Lo que más sorprende, claro está, es que ninguna más prolija que la actual Constitución de Colombia para hacer la paz, tal como ella se emitió sobre la base de que toda Carta es, finalmente, un acuerdo de paz entre los asociados de un territorio dado, fruto del concepto de otro tratadista italiano, Norberto Bobbio, traído a cuento por la Corte Suprema de entonces, cuando autorizó la Constituyente. Existe allí, efectivamente, un catálogo de posibilidades e instrumentos que, todos a una, quieren no obstante evadirse con eventualidades no solo inconstitucionales sino anticonstitucionales. Puede aplicarse lo que a bien se tenga para la implementación de los acuerdos de La Habana, sea el referéndum, la Asamblea Constituyente, el plebiscito, la misma consulta popular y desde luego el Congreso, sin tanto galimatías. La Constitución colombiana es generosa y basta con hacer buen uso de ella. Y aun así, se la pretende desconocer, entre tantas vueltas y revueltas innecesarias, por lo demás recayendo en estatutos que, pese a los esfuerzos gubernamentales, han terminado de servir para nada, como el marco jurídico para la paz, la ley estatutaria concomitante, los cambios en las fechas de los referendos e inclusive la prohibición de las llamadas zonas de distensión que, en todo caso, serán la clave, seguramente con otro nombre, para el cese al fuego definitivo y la verificación y localización de las tropas guerrilleras en trance de desmovilización.

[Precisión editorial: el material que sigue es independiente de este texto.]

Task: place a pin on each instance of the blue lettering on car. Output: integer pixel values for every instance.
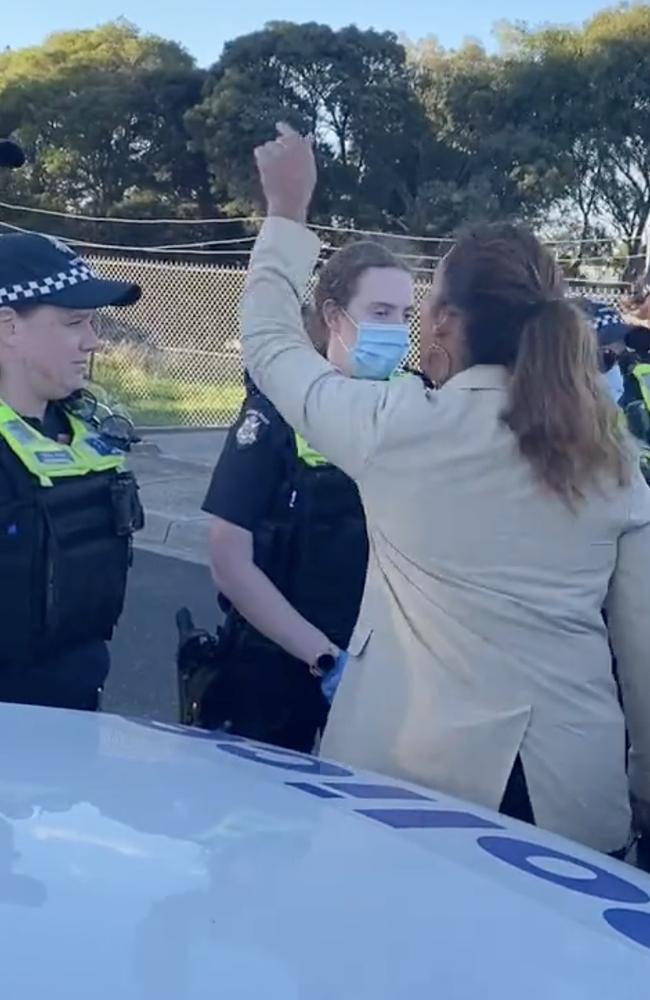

Ahora resulta que, además de que no se siguen los postulados firmados por el propio Gobierno en la Agenda, según los cuales lo más expeditivo es el acuerdo entre las partes para este tipo de circunstancias, se retoman todas las características del poder omnímodo. En este caso, facultades extraordinarias genéricas, el menor grado de control constitucional posible, trámite legislativo desfigurado, mínimo debate, escasa ilustración, despojo de los filtros parlamentarios, erosión de la separación de los poderes, mala copia del ya malo “congresito” de 1991, aplicación de los artículos transitorios de la época como la novedad de hoy, en fin, la misma preminencia del Ejecutivo tal cual se vio tan rotundamente entonces frente a esa pequeña corporación de papel.

Por supuesto, nosotros queremos la paz. La paz constitucional. Una que usando los instrumentos de la propia Constitución, del Congreso a la Asamblea Constituyente, cualquiera sea el instrumento democrático que se adopte, nos conduzca a buen puerto. En lo que no creemos, claro está, es que  cierto cesarismo exasperado que se respira en el ambiente  sirva de camino, sino más bien de estorbo y aplazamiento para una paz, no solo estable y duradera, sino legítima.